The California Privacy Protection Agency has issued an Enforcement Advisory on the topic of dark patterns.
The California Consumer Privacy Act uses the term “dark patterns” to refer generally to user interfaces that subvert or impair consumers’ autonomy, decisionmaking, or choice when asserting their privacy rights or consenting to personal information processing activities. For example, when businesses provide choices to consumers, such as via cookie banners or in privacy preference centers, choices must be clear and presented in a balanced way.
The advisory provides three sample online interfaces with different designs and presents as a hypothetical that a business is faced with choosing between the three interfaces for its website. Each interface is meant to offer consumers browsing a website choices about the use of their personal information. The advisory is silent on the CPPA’s view on the three sample interfaces, but the business reviewing and choosing between the three samples is urged to ask five questions:
- Is the language used to communicate with consumers easy to read and understandable?
- Is the language used straightforward and does it avoid technical or legal jargon?
- Is the consumer’s path to saying “no” longer than the path to saying “yes”?
- Does the user interface make it more difficult to say “no” rather than “yes” to the requested use of personal information?
- Is it more time-consuming for the consumer to make the more privacy-protective choice?

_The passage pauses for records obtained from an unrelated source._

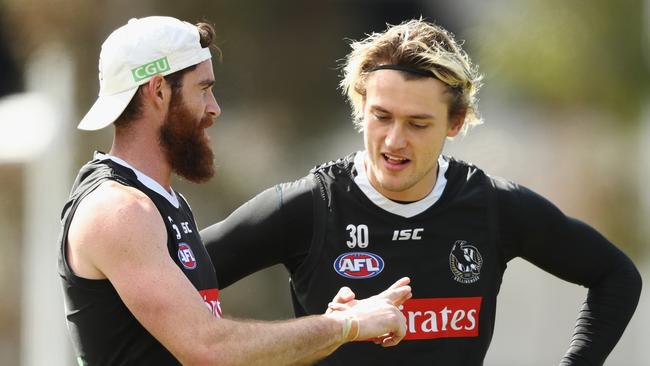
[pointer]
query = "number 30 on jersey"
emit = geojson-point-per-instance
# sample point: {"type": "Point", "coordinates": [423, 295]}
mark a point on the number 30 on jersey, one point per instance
{"type": "Point", "coordinates": [358, 236]}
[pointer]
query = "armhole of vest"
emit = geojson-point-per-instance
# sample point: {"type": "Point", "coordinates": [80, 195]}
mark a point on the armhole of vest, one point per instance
{"type": "Point", "coordinates": [65, 271]}
{"type": "Point", "coordinates": [320, 207]}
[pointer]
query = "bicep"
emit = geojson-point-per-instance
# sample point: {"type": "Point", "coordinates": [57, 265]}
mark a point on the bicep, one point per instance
{"type": "Point", "coordinates": [129, 248]}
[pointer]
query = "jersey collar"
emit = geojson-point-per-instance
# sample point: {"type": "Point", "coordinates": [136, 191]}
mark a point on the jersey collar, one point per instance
{"type": "Point", "coordinates": [401, 209]}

The advisory ends by urging consumers who think a business is using a dark pattern to report it via the CPPA’s complaint form.
Businesses should continually evaluate their user interfaces to ensure they offer symmetrical choices and use clear, easy-to-understand language offering privacy choices—two of the attributes spelled out in the CCPA regulations and emphasized also by other U.S. regulators, such as the Federal Trade Commission (see our prior alert on this topic here).